Потом дядя тянул меня на улицу из старого клуба, но я упирался, поскольку был голый. Призывники стояли, прильнув к стенам, и лицами сливались с ними. Галифе я уже надел на крыльце, гимнастерку — возле магазина на другой улице, а сапоги в коляске мотоцикла. Пилотка моя и вовсе где-то утерялась…
Но сквозь все это я ощутил возвращение воли — теплое и светлое чувство, как от материного молока. И вместе с тем щемило и притрагивалось ко мне чувство утраты: мне никогда не быть суворовцем, не носить черной шинели с красными погонами, не дудеть в трубу, как они дудели на плакатах в сенцах колхозной конторы. Мне хотелось одновременно и плакать, и смеяться. И как потом оказалось, чувства эти настолько дружны и естественны, что живут в человеке всю его жизнь.
Дядя гнал мотоцикл — гимнастерка заворачивалась. Его каска бренчала и каталась у меня под ногами, словно ореховая скорлупа, а слипшиеся от пота дядины волосы никак не могли просохнуть на горячем встречном ветру. В одном месте он остановился, сел в дорожную пыль.
— На тебя вся надёжа была, — глухо сказал он. — Вся моя надёжа. А нас — в белобилетники, так их разэтак…

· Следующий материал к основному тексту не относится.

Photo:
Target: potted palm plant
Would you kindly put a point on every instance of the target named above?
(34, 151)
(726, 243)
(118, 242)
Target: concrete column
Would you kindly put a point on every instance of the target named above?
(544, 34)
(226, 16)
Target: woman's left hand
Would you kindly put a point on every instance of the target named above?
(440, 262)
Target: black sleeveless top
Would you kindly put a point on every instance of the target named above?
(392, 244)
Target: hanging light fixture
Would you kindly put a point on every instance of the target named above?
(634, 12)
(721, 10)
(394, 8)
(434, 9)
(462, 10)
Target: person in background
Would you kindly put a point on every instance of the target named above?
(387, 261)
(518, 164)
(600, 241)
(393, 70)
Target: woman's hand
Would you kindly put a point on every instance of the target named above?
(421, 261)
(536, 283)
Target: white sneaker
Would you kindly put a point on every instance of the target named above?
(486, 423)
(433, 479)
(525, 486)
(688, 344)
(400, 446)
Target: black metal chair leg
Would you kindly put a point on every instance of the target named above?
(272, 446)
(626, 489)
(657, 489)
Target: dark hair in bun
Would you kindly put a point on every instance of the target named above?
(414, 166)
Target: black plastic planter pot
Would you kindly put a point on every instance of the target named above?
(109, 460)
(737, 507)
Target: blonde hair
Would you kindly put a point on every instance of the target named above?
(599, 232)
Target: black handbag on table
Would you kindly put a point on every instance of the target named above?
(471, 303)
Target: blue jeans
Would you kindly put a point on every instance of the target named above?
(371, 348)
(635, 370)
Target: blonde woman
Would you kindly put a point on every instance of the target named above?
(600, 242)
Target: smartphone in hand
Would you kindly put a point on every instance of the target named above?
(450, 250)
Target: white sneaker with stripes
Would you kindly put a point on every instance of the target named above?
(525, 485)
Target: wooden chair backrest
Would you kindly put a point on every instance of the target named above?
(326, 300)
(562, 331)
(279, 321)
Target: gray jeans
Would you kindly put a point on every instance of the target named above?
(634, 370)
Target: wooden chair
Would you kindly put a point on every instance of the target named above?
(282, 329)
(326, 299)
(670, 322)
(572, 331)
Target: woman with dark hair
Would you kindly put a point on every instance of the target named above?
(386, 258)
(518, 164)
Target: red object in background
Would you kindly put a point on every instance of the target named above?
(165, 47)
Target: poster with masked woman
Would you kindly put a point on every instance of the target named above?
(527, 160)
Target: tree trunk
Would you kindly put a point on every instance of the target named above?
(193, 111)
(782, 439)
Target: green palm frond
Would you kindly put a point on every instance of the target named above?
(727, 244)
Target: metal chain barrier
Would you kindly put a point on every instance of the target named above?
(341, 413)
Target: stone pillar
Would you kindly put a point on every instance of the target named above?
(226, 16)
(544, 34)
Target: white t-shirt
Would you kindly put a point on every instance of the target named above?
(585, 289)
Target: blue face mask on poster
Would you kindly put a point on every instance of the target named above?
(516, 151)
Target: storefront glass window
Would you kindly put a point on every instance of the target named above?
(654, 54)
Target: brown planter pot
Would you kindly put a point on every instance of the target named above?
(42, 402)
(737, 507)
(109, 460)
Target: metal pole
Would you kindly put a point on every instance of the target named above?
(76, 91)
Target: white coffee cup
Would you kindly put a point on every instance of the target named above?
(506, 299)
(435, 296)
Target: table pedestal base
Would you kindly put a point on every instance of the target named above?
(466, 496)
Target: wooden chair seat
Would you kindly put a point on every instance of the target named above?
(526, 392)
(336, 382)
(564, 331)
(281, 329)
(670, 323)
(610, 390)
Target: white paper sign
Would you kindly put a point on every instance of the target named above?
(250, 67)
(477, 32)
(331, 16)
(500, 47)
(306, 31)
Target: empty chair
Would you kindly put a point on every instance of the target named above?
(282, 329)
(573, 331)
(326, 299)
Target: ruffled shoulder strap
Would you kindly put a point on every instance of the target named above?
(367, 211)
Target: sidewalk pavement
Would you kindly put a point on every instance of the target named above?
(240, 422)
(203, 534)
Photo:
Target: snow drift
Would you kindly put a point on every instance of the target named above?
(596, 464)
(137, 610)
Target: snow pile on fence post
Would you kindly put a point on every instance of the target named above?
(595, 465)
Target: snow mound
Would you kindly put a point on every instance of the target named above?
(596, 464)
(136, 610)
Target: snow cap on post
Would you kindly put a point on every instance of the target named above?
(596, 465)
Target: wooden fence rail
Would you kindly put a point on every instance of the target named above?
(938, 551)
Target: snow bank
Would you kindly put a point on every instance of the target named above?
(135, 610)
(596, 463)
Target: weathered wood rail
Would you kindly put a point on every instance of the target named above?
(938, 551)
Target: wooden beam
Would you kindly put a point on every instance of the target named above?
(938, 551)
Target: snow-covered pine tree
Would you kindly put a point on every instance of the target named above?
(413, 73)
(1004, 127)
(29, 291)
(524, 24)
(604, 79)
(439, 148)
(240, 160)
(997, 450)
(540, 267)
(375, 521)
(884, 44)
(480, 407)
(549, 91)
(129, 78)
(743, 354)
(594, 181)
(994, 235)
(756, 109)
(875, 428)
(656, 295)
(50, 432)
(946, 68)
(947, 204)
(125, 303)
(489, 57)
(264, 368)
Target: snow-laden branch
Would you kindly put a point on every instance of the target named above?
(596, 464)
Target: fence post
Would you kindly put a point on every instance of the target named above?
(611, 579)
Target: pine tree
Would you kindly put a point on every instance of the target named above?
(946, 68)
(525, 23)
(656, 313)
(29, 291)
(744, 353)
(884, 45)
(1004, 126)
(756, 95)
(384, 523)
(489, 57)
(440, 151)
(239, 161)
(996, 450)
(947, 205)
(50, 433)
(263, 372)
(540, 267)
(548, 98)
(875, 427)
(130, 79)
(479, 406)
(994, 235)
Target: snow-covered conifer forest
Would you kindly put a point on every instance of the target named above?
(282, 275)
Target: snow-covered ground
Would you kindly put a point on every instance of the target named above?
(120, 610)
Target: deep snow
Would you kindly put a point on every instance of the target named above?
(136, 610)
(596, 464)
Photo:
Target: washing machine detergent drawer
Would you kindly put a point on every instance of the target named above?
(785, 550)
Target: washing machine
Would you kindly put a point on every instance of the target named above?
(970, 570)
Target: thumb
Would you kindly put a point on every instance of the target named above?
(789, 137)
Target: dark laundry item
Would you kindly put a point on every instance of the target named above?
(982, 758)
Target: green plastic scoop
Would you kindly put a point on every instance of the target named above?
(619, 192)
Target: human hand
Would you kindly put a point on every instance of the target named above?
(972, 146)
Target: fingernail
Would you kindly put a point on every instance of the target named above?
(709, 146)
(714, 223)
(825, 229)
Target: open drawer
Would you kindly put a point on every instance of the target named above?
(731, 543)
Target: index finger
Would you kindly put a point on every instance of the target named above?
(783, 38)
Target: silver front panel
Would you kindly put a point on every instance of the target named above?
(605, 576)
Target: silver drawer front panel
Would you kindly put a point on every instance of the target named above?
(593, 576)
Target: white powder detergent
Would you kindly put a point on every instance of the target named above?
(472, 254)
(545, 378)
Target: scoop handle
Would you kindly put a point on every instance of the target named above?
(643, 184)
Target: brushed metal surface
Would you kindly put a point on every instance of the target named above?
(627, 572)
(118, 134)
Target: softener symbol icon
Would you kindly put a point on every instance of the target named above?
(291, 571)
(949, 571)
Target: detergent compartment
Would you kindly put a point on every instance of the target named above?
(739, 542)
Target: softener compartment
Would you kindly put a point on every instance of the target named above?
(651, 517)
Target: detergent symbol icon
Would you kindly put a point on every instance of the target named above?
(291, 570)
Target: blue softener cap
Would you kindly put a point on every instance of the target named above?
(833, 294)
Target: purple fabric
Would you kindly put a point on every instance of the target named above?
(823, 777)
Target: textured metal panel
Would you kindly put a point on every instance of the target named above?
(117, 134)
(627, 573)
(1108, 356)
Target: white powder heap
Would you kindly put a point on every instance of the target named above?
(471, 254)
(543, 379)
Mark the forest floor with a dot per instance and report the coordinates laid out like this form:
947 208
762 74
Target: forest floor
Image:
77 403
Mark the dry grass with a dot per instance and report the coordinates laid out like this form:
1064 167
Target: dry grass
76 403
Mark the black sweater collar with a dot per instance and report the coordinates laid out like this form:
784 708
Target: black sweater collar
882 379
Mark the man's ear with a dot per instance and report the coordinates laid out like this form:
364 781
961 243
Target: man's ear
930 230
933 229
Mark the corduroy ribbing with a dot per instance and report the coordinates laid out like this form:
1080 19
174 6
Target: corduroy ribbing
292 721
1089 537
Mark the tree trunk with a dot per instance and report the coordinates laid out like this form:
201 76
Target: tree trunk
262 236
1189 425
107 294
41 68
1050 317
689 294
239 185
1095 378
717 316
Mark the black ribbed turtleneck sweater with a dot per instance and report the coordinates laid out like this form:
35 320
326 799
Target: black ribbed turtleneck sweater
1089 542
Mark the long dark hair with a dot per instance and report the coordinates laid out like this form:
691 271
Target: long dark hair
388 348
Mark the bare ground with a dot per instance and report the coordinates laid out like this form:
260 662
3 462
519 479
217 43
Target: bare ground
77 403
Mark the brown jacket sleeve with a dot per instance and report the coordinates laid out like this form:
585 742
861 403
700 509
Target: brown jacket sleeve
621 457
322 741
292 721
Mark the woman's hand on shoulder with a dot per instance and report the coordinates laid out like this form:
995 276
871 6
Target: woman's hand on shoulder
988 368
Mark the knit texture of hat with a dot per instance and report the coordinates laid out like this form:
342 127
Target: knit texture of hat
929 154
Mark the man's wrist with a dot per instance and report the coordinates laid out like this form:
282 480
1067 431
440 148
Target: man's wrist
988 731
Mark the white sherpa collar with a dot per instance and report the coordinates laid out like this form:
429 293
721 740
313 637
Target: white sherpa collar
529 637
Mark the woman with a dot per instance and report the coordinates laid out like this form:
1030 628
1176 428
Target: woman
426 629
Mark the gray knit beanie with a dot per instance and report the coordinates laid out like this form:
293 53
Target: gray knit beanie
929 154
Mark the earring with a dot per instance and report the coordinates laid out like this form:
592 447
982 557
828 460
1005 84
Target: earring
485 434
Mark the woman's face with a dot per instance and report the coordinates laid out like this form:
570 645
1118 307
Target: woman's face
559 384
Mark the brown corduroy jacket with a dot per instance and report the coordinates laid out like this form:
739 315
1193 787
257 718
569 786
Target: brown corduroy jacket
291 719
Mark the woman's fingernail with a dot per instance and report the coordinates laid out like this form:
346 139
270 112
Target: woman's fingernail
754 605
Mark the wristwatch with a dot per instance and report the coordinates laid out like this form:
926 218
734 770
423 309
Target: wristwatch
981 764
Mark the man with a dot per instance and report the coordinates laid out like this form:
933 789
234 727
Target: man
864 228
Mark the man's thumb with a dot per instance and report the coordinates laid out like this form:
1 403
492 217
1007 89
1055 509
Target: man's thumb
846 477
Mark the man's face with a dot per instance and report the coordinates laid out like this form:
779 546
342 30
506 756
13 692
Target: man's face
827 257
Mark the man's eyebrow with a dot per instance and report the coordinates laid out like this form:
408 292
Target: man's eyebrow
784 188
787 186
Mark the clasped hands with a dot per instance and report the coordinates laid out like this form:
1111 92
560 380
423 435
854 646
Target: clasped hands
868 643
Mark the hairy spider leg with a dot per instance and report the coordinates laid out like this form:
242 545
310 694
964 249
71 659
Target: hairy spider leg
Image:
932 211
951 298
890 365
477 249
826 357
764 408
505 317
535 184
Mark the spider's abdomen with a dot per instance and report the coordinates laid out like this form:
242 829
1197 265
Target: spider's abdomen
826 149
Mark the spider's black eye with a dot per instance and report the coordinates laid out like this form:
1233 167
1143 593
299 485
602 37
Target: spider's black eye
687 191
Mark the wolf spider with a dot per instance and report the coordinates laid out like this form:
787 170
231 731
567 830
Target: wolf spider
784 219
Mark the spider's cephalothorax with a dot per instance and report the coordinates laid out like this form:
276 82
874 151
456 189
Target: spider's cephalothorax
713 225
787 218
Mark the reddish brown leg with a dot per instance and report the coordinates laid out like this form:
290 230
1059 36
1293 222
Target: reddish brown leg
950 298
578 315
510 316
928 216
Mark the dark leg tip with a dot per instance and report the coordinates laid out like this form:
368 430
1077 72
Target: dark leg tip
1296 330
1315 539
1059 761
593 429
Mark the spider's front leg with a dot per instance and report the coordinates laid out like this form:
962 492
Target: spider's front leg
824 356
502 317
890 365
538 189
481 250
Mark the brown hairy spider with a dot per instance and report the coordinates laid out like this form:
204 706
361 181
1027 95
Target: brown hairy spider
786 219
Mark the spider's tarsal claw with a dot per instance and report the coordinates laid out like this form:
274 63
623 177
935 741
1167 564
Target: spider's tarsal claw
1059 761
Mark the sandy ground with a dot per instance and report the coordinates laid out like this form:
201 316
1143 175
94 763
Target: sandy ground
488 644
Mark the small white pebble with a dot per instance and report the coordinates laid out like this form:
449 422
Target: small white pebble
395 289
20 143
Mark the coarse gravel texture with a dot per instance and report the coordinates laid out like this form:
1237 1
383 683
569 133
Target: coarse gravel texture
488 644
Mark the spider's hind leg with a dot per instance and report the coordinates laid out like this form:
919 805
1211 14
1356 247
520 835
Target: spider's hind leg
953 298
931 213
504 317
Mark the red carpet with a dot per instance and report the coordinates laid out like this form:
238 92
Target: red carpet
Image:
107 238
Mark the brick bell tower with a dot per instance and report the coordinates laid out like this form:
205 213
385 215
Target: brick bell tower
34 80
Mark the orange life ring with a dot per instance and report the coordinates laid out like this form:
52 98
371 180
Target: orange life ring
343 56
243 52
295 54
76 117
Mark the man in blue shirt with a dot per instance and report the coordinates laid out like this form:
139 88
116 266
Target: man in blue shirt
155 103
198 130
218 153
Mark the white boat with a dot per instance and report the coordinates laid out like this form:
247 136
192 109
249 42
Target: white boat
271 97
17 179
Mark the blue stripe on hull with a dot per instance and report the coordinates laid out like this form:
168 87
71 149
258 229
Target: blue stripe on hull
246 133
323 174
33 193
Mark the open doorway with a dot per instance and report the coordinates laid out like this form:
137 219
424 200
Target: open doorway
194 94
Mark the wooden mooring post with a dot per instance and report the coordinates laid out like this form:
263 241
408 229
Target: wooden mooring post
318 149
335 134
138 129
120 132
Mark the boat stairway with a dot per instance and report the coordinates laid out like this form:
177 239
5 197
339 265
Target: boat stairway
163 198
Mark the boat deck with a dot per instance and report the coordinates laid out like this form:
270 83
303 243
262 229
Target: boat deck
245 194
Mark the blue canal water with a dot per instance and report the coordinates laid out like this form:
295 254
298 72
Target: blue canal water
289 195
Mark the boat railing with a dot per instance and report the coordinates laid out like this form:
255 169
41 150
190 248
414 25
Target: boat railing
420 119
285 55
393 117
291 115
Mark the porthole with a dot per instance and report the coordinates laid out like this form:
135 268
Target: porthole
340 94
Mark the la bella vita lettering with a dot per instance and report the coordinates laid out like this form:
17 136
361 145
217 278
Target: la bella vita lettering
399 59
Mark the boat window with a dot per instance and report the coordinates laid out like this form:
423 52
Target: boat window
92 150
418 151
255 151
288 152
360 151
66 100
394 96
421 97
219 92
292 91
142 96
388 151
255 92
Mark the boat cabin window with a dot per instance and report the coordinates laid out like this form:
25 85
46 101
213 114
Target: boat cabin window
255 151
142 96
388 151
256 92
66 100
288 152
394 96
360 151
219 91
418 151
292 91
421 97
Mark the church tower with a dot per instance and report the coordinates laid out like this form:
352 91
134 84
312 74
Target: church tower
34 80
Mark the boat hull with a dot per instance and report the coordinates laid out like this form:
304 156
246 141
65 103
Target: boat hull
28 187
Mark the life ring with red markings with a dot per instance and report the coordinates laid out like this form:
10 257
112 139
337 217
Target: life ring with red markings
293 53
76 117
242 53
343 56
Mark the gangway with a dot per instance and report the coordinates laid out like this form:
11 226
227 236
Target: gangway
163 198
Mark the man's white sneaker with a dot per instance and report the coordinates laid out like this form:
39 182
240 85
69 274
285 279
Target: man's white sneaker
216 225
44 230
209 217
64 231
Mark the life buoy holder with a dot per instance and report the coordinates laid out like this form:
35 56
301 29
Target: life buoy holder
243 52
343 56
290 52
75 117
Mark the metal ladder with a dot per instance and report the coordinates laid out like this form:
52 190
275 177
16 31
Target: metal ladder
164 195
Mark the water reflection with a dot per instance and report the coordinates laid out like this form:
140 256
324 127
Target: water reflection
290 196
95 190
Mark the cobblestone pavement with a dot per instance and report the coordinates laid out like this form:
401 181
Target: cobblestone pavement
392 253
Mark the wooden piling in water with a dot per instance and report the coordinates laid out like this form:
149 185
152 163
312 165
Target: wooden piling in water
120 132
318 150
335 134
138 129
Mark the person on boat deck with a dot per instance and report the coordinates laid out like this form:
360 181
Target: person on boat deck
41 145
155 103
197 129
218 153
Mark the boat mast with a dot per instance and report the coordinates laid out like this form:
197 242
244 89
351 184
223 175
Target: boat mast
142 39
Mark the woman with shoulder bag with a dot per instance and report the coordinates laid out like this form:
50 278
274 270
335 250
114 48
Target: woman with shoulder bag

Где-то впереди ныла и бренчала расшатанными бортами машина и пыль от нее столбом тянулась в небо, закручиваясь там в гриб, как у атомного взрыва. Дядя вдруг схватил меня за ухо, дернул до треска в голове.
— Плоскостопие у него! А босиком не бегай! Расшлепал ноги-то! Балбес!
Я думал как раз о том, что обрадуется мать, и нисколько на дядю не обиделся, даже весело стало.
— Так сапоги только в школу!
Он махнул рукой, сел на мотоцикл и поехал тихо, задумываясь и стекленея взглядом. А я в тот момент подумал, как насядут на меня теперь великановские пацаны и будут долго дразнить плоскостопым. По крайней мере, прозвище мне обеспечено. У нас любили давать прозвища, и посмеяться любили, поэтому мне хотелось плакать…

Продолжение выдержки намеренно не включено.